CRONACA

Cover boy

CRONACA – Sta diventando un’abitudine? Jacopo Bertolotti dell’Università di Firenze e di Twente, già finito sulla copertina di Nature per il volo di Lévy, ci ritorna con una spettacolare ricerca di fotonica.

Per spiegarla ai non addetti, scrive

Moltissimi materiali, come la carta, la pelle o il vetro smerigliato, appaiono opachi perché diffondono la luce. In questi materiali la luce non può muoversi in linea retta, ma solo seguendo un cammino irregolare e casuale (in gergo tecnico: un cammino aleatorio). Di conseguenza risulta impossibile ottenere un’immagine chiara di un oggetto nascosto dietro un materiale del genere. Nel corso degli anni sono stati sviluppati diversi metodi per ricostruire un’immagine nitida attraverso materiali semi-trasparenti. Ma con questi sistemi non è mai possibile vedere attraverso un materiale completamente opaco.

Insieme a ricercatori del MESA+ Institute di Twente (Olanda), ha puntato un fascio laser su uno schermo di vetro opacizzato per illuminare un oggetto nascosto dietro a 6 millimetri di distanza e grande 50 micrometri, la dimensione media di una cellula.  Risultato: luce diffusa in un alone nebuloso.

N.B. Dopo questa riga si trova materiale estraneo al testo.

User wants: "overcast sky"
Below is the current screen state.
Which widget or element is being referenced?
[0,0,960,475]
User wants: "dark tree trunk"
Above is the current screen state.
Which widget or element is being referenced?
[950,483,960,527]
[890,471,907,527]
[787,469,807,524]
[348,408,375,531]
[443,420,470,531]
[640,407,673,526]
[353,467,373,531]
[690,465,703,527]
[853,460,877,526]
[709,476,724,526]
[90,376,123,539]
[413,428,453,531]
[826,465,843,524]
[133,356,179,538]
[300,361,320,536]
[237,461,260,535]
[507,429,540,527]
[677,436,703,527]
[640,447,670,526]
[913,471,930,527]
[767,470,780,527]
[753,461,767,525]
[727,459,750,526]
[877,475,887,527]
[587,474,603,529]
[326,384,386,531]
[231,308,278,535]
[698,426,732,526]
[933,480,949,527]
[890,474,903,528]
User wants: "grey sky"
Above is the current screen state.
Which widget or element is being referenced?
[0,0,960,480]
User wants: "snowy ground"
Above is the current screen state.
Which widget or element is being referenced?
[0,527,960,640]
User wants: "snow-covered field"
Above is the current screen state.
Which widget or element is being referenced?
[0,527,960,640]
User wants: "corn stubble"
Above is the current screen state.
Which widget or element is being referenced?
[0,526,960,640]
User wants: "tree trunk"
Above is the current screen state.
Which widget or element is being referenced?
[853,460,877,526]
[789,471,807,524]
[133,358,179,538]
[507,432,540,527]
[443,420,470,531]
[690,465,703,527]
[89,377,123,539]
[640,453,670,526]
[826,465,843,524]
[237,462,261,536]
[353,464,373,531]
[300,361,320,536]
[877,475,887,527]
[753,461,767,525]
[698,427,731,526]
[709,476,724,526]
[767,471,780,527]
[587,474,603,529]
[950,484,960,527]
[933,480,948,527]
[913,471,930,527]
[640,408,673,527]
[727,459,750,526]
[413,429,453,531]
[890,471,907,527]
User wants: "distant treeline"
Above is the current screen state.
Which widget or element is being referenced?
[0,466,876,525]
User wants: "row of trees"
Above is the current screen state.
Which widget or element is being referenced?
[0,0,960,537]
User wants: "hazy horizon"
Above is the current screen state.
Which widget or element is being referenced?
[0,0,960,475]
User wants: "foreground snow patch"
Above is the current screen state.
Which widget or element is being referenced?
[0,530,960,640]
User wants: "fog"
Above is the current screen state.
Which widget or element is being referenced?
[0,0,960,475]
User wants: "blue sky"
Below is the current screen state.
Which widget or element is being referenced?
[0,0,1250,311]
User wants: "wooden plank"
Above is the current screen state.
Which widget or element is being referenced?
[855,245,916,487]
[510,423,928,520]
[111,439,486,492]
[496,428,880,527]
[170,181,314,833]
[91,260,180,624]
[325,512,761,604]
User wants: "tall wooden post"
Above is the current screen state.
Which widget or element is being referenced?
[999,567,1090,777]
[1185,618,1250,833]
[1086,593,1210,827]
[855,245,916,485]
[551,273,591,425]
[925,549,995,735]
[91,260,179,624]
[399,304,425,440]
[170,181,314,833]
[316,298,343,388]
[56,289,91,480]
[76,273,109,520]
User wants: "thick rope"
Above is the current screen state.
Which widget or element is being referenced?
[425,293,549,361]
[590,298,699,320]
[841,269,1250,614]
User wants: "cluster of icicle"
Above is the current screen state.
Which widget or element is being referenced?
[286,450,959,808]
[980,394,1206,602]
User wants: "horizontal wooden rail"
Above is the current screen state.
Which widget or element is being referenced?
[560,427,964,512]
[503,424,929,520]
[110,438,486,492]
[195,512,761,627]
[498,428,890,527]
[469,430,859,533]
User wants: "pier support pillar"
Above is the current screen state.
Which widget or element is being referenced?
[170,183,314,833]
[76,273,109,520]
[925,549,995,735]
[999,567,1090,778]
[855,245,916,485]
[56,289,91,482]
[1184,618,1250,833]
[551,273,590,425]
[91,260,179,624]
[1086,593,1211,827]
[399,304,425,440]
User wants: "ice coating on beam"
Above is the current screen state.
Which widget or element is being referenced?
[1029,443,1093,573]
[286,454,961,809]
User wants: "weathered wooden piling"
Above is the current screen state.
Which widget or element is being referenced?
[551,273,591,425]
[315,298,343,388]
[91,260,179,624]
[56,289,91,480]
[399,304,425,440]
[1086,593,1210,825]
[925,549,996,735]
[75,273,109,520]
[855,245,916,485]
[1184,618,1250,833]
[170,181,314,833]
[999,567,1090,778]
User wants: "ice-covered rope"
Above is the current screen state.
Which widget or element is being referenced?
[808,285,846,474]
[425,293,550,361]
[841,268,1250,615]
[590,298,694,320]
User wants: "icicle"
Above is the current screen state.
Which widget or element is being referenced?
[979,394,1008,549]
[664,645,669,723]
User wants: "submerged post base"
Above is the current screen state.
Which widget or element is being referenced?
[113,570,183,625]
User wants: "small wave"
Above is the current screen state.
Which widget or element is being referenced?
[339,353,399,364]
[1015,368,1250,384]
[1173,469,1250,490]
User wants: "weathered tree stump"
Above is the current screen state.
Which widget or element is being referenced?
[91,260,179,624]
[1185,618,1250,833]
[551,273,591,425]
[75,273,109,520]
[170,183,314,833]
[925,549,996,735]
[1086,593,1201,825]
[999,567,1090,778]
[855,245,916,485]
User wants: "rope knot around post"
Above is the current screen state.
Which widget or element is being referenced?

Il solito pasticcio, sennonché  l’intensità della fluorescenza dell’alone cambia a seconda dell’angolo di incidenza del fascio laser e si può misurare.

Resta da ricostruire la forma dell’oggetto a partire dalle misure (le strisce sbavate della figura c.).

Jacopo Bertolotti  e il suo amico E.G. van Putten – ex cuoco e giovane anche lui – ci sono riusciti con un un algoritmo iterativo “che cerca di indovinare le informazioni mancanti e poi, progressivamente, raffina e verifica l’ipotesi iniziale,” dice il prof. Mosk, il coordinatore del gruppo olandese (Bertolotti essendo il gruppo italiano).

I due gruppi hanno inventato così una microscopia che “vede” oltre l’ostacolo invece di abbatterlo ed è meno invasiva dei sistemi attuali. Si prevedono applicazioni nel settore delle nanotecnologie e, con qualche miglioramento, in medicina. Potrebbe servire, per esempio, a identificare una nano-capsula sottocutanea come quelle che liberano un farmaco solo dov’è necessario, e accertare che sta al posto giusto.